The model is data demanding, requiring complete information of the clinical status at each established time point of follow-up (ie, each day), so it is well fitted for clinical trials or exhaustive observational studies but not necessarily for routine practice. The feasibility of the model based on data extracted from information systems and for longer follow-up times is currently ongoing. The model has been tested in AHF patients, for which it is particularly well suited. Tests in other acute and chronic disease models are also ongoing.
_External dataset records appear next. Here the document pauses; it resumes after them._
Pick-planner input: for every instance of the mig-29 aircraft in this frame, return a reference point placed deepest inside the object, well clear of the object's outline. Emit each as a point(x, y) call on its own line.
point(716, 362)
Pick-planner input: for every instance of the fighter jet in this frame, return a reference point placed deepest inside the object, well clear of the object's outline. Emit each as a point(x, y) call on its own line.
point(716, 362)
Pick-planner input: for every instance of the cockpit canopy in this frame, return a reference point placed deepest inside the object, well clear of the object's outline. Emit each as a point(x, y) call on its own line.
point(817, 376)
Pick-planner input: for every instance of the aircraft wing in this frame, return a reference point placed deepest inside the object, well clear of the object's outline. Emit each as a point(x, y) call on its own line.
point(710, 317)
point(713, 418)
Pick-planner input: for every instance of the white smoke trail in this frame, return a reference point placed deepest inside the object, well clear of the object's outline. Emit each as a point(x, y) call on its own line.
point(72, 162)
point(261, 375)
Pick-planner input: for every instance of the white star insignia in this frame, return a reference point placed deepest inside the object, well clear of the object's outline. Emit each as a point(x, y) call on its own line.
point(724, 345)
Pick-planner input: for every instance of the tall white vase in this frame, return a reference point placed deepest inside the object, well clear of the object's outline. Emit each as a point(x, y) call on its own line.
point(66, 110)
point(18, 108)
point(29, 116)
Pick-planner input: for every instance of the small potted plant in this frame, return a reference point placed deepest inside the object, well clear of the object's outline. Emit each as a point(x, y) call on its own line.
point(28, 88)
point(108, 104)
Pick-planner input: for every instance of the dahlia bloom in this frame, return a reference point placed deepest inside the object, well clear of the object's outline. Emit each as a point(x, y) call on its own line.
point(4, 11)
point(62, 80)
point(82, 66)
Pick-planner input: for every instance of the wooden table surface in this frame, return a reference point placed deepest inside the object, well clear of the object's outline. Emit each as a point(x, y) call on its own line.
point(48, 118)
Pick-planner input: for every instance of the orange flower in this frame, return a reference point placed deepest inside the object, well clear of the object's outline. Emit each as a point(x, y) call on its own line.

The data demand of the model has been mentioned. The COHERENT model has a number of statistical challenges: It is a method of visual display for longitudinal data on composite endpoints. In the pursuit of formal statistical inference, several considerations (beyond the remit of this article) need to be tackled: a) the risk of inflated type I errors when making comparisons such as multiple-time points; b) the potential need for appropriate repeated measures models in combining such data; c) the development of appropriate summary statistics for inferring global effects over time; d) with longer follow-up, the effect of censoring could matter and multiple imputations may be relevant; e) if the focus is on nonfatal events, eg, readmissionization then the competing risk of death needs to be accounted for, which becomes more challenging if repeat events are analyzed. As it stands now, this method is a descriptive tool to visualize the progress of cohorts/groups throughout follow-up but has no inferential role. The basic statistical tests have been provided for hypothesis-generating purposes, not to make inferences. Care must be taken in comparing different graphs, as these may represent different timings or processes of care because, although the model has been designed for use as a single instrument to measure time-related outcomes, the starting and finishing points can be personalization according to the study design and objectives so a single endpoint cannot capture all outcomes in a single variable. Although 30 days is a standard time for follow-up in outcome studies, the starting and finishing points for different outcomes change. ED visit, hospital admission or randomization date may be starting points, while the finishing time will be the 30th day since admission for 30-day mortality or since discharge for 30-day readmission. A solution is to program longer or shorter follow-ups according to the study needs. In this regard, it is important to mention that the percentages shown in table 1 do not exactly represent the full picture of the cohort, as several data were censored. This is true for index hospitalization (3.2% of patients remained in hospital after 30 days) and in particular for readmission rates, where a lower burden compared with specifically focused studies is found. Having a full picture of index admission and readmissions would require a longer follow-up than 30 days.

Finally, dyspnea alleviation, functional outcomes, or quality of life, which may be relevant for diseases such as AHF, cannot be incorporated in the model, as these are not mutually exclusive with the other outcomes.